One of the three women injured by Ash Davis last month has said, ‘I had never been hit like that before, even at the competitive women’s level. There was so much more brute force. There are women who are bigger than him, but no girl hits like that. This is a strong human.’
Meet Ash Davis. Or is it “Ashley” these days? Mr. Davis plays for the Fergus Highlanders WOMEN’s team. He tackles hard. Just ask those three women players who suited up for the Stoney Creek Camels last month who had to be removed from the game thanks to Ash’s debilitating tackles. Ash is clearly a male; in fact, he doesn’t even try to look female.
He has an Adam’s apple. Male pattern baldness is setting in. And it’s impossible to ignore those leg muscles. We visited Fergus, Ont. last Saturday to take in a game between the Highlanders and Burlington. We think it is safe to describe Ash’s style as “ambush-predator.” Which is to say, he spends most of his time on the pitch casually strolling around, not that active at all.
But what he’s actually doing is waiting for a female player on the other side to take procession of the ball. Then he goes into charging rhino mode. Think of that infamous hit Scott Stevens rendered onto Eric Lindros a few decades ago — that is Ash’s style. Except he’s a male and his victims are female. It is outrageous. It is egregious. And it is clearly unsafe for real women to play against this brute. And it is perhaps the most overlooked, underreported Canadian sports story of 2023.
As far as we can see, Joe Warmington of the Toronto Sun is the only mainstream media scribe to pen a story on this gender-bending grifter. Indeed, Warmington noted that female players with the Stony Creek team felt as though they were being “hit by a bus on the field. Or a truck.” Stated one injured player: “I had never been hit like that before, even at the competitive women’s level.
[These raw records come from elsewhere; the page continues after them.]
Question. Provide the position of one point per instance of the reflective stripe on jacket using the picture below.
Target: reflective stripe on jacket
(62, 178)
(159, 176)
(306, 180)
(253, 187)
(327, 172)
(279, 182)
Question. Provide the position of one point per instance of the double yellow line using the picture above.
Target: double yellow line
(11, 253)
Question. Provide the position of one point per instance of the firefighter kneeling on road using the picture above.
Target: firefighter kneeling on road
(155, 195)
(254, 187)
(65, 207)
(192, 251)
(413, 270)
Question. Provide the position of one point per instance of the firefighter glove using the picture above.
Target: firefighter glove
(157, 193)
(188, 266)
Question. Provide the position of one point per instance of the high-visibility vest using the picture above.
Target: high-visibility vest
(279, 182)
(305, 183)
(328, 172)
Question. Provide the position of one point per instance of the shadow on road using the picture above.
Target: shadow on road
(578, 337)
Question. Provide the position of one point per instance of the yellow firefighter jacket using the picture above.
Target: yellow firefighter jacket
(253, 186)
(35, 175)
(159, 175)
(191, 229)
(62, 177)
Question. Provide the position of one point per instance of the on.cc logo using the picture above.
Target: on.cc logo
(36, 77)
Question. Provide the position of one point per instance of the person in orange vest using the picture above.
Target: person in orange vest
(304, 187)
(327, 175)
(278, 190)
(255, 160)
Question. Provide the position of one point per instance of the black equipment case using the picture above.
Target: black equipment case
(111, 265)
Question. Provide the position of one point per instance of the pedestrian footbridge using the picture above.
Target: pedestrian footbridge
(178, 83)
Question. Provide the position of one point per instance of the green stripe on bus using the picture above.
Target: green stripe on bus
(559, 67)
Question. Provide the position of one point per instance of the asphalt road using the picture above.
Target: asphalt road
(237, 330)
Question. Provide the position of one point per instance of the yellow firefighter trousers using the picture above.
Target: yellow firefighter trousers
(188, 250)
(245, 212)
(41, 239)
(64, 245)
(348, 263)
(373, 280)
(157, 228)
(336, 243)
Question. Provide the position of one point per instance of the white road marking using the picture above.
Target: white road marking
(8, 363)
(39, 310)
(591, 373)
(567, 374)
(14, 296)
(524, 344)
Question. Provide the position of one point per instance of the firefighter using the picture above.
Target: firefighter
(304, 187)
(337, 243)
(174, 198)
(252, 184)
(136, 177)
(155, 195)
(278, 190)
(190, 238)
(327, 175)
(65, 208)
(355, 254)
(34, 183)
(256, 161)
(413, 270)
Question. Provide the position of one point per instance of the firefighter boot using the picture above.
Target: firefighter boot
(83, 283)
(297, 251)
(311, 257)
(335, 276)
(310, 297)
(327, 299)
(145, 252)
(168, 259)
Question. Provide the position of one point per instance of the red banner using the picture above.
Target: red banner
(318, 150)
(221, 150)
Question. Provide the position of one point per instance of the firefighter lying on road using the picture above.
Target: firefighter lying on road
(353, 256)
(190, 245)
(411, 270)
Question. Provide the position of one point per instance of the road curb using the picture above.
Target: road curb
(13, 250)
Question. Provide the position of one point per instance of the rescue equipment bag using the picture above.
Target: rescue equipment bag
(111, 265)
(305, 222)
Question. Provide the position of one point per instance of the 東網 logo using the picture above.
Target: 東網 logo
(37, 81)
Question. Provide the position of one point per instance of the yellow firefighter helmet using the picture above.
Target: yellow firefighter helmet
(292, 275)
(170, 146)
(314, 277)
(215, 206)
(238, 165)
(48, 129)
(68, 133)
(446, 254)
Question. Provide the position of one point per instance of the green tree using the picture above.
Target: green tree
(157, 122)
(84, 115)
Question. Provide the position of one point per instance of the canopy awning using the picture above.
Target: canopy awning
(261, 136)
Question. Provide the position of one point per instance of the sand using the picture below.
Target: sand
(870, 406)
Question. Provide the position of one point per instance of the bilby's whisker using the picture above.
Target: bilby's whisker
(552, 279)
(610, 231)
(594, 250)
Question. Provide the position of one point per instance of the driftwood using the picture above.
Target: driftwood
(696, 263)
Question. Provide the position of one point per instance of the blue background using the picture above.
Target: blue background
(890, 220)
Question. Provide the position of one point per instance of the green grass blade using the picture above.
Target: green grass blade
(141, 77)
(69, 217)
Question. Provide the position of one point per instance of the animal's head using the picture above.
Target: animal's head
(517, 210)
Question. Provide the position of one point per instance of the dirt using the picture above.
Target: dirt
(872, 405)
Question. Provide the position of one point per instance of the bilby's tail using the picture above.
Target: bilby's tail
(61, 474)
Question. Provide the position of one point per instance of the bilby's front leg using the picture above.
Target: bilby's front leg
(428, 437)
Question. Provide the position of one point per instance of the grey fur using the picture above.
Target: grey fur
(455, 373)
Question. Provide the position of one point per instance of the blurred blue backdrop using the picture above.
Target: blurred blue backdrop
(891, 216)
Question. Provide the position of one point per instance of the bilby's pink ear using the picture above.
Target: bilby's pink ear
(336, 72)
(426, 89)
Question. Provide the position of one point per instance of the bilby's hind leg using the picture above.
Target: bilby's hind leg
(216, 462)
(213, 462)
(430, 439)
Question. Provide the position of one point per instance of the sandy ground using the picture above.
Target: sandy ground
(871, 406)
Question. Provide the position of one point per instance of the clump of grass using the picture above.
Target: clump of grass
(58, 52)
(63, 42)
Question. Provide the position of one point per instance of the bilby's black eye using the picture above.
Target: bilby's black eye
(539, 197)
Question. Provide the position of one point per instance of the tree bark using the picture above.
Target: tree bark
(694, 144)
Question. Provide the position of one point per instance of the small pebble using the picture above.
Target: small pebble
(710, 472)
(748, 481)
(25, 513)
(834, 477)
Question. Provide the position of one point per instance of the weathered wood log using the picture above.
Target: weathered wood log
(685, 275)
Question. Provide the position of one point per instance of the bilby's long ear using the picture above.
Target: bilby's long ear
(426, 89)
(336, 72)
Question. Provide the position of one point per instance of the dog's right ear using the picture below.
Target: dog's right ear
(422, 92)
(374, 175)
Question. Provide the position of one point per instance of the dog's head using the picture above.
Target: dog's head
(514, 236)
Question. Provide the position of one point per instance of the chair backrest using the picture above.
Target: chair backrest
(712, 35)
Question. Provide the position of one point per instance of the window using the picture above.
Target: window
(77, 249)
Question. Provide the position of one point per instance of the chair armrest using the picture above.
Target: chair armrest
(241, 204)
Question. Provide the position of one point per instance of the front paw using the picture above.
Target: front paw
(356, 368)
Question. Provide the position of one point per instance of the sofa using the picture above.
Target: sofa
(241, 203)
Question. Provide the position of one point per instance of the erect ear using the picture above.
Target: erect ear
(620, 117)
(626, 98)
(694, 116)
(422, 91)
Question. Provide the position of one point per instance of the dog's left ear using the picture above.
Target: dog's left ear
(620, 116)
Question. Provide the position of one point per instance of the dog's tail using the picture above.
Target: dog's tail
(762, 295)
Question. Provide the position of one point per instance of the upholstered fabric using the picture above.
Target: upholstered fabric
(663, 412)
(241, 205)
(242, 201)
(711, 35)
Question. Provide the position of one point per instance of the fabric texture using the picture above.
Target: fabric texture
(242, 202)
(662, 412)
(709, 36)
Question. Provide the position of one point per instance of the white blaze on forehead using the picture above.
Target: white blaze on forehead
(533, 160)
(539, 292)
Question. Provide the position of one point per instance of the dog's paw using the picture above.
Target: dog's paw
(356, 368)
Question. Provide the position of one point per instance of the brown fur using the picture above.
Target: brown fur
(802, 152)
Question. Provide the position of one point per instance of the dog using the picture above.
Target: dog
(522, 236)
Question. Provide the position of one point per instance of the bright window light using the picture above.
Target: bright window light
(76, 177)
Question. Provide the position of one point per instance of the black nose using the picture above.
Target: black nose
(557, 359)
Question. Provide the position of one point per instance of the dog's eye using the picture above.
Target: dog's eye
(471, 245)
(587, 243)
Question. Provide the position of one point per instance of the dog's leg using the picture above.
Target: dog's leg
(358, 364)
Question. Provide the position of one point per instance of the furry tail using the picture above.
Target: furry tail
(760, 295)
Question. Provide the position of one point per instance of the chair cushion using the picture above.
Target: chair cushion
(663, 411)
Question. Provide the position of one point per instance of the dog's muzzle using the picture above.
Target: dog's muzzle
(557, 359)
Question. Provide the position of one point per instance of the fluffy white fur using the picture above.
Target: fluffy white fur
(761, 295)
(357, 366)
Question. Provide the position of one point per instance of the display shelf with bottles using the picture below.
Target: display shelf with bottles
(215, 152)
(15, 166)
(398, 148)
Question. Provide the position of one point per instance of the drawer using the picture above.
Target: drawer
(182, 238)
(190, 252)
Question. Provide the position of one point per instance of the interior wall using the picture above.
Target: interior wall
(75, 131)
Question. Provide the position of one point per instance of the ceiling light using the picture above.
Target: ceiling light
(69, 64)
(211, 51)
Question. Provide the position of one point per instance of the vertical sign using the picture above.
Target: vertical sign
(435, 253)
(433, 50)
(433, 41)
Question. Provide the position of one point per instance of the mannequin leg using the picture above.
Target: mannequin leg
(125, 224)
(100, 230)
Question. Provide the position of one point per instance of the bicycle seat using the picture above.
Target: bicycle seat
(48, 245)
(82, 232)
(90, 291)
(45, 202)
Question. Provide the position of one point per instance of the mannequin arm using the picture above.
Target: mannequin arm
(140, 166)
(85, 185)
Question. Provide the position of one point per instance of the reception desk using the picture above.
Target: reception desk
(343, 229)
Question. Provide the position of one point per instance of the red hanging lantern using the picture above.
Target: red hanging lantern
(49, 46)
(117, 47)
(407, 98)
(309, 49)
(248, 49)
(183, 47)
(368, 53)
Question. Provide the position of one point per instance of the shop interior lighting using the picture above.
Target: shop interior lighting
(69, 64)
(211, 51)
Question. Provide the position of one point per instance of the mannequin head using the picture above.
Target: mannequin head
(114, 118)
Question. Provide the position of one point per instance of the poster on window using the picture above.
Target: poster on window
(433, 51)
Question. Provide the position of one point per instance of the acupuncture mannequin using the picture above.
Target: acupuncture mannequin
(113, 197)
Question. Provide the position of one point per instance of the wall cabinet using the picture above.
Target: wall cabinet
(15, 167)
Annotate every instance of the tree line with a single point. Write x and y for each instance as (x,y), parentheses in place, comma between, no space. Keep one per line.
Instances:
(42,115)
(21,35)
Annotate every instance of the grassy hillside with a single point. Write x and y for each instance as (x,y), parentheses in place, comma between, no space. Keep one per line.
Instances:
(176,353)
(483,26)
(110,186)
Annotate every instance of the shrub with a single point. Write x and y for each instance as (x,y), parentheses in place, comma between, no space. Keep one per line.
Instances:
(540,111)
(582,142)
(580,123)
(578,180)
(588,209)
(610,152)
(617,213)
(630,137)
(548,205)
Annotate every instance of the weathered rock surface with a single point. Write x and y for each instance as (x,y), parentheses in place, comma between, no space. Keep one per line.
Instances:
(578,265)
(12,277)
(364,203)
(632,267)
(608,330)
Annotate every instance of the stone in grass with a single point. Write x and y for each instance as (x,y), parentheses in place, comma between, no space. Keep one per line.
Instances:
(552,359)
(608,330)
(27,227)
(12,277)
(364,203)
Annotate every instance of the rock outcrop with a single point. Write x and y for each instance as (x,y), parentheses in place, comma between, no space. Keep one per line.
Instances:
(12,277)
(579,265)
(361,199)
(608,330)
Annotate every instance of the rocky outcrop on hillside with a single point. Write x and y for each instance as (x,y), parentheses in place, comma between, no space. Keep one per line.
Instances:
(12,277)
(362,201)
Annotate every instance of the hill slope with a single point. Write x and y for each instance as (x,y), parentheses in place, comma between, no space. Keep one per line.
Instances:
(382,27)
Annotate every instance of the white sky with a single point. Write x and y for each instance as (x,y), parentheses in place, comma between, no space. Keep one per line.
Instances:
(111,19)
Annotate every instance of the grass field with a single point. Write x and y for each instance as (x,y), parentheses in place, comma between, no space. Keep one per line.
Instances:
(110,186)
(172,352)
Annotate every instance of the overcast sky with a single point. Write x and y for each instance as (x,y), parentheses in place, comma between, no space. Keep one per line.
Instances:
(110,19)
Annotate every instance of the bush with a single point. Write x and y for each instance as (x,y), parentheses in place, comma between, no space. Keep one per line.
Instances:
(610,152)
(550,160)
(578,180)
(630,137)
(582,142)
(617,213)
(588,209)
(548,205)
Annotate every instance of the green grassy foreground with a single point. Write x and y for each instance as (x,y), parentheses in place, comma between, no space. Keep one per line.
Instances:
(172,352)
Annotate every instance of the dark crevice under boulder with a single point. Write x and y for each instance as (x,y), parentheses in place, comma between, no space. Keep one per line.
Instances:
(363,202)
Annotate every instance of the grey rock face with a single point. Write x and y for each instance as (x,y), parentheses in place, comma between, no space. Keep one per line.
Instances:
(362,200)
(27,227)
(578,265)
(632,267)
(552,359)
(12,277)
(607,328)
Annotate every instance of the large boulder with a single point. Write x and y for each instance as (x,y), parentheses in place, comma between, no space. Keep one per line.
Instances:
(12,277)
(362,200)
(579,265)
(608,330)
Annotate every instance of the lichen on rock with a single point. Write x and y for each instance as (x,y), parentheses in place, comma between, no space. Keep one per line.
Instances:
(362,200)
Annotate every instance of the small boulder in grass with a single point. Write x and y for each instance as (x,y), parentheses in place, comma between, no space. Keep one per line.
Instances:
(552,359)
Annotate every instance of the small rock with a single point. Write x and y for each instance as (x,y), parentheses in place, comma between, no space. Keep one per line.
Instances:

There was so much more brute force. There are women who are bigger than him, but no girl hits like that. This is a strong human.” Naturally, given our cancel culture environment that is championed by the rainbow mafia, the woman did not want to give her name. Diana Murphy, a friend of some of the players, tweeted: “Three women’s rugby players had to be removed from a game and treated for injuries from hits sustained by a transwoman” and that she feels “Trans have no place in women’s sports.”